Chuck then hears something in the back of his store and goes to investigate the noise. He finds nothing at first, but then a zombie grabs him and pulls him back into the store. The zombie and Chuck fight briefly, and Chuck knocks out the zombie with a VCR to the head. The VCR then ejects Chuck's missing copy of Night of the Living Dead.

Chuck attempts to contact the chief of police but he is out of town, and the secretary asks him to call back on Monday when the chief returns. Chuck then calls his mother and asks her how to get blood out of his T-shirt because he got blood on himself while fighting the zombie, and after she gives him a brief history of stain removal, she reveals that hydrogen peroxide works best. Chuck tells his mother what happened and makes plans to dispose of the corpse.

Chuck loads the zombie into his truck and takes it to the police station and leaves it there with a post it note on the head with his name and number on it and instructions for the police chief to contact him on Monday when he gets back.

Chuck leaves to go to breakfast and becomes aggravated when the restaurant he chooses doesn't have any Coke but offers him Pepsi instead. Chuck is next seen eating his breakfast as the character Chris sits down and starts talking to him about the corpse that Chuck left at the police station when Barbara, the secretary at the police station, calls looking for Chris.

The two men go to the cemetery to look for Barbara's car which was taken by the agent from the Dept of Homeland Defense. They get to the cemetery and find the agent and Michael, and give them both a ride back to the police station. Everyone decides to try to find Barbara's car while Chuck volunteers to stay behind in case someone calls the police station.

Chuck kills time by smoking some confiscated marijuana and waiting for the college football game to come on. Chuck watches TV while waiting for the game to come on and is upset when the game is preempted for a news report about the zombies in town.
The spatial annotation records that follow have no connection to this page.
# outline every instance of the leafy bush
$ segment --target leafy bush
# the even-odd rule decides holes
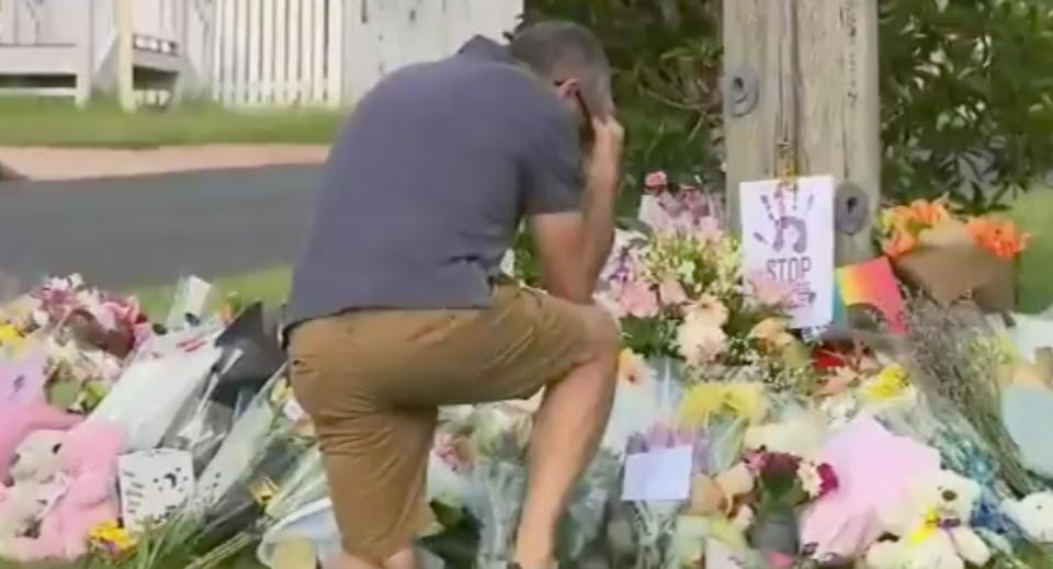
[[[526,0],[525,22],[574,20],[608,47],[631,187],[649,168],[723,185],[720,5]],[[887,197],[949,193],[985,210],[1053,169],[1050,0],[880,0],[880,10]]]

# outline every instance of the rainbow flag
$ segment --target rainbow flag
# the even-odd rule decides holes
[[[903,296],[892,272],[888,258],[879,257],[863,263],[842,266],[837,270],[836,296],[840,297],[840,307],[869,305],[884,317],[888,331],[906,333],[903,323]]]

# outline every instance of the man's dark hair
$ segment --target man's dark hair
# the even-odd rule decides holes
[[[509,53],[545,80],[578,79],[589,112],[612,111],[611,66],[588,27],[564,21],[536,23],[512,36]]]

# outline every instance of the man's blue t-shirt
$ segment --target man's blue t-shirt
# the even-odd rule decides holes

The newscaster then calls the police station and gets Chuck. The newscaster assumes that Chuck is a cop, but Chuck corrects him and then asks the newscaster to put the game back on, but the newscaster is persistent and gets Chuck to talk about the zombies. After telling what he knows about the zombies, Chuck again tries to get the newscaster to put the game back on; unfortunately it does not work, and the news broadcast continues.

Later Chuck finds out from a radio broadcast that the zombies are afraid of the dark and waits for night to fall before trying to make his escape.

Chuck is the last character seen alive and he is about to leave the police station to make a run for it, when he hears that the game is about to be broadcast. Chuck checks his watch and sees that he has enough time to watch the game, and sits down to watch as the movie ends and the credits roll.

==Birthday call==
Birthday call, the short which inspired Hide and Creep, takes place in a basement (again, in Thorsby Alabama) besieged by a horde of zombies, where a man calls his friend to wish him a happy birthday only to later discover that his companion has been bitten.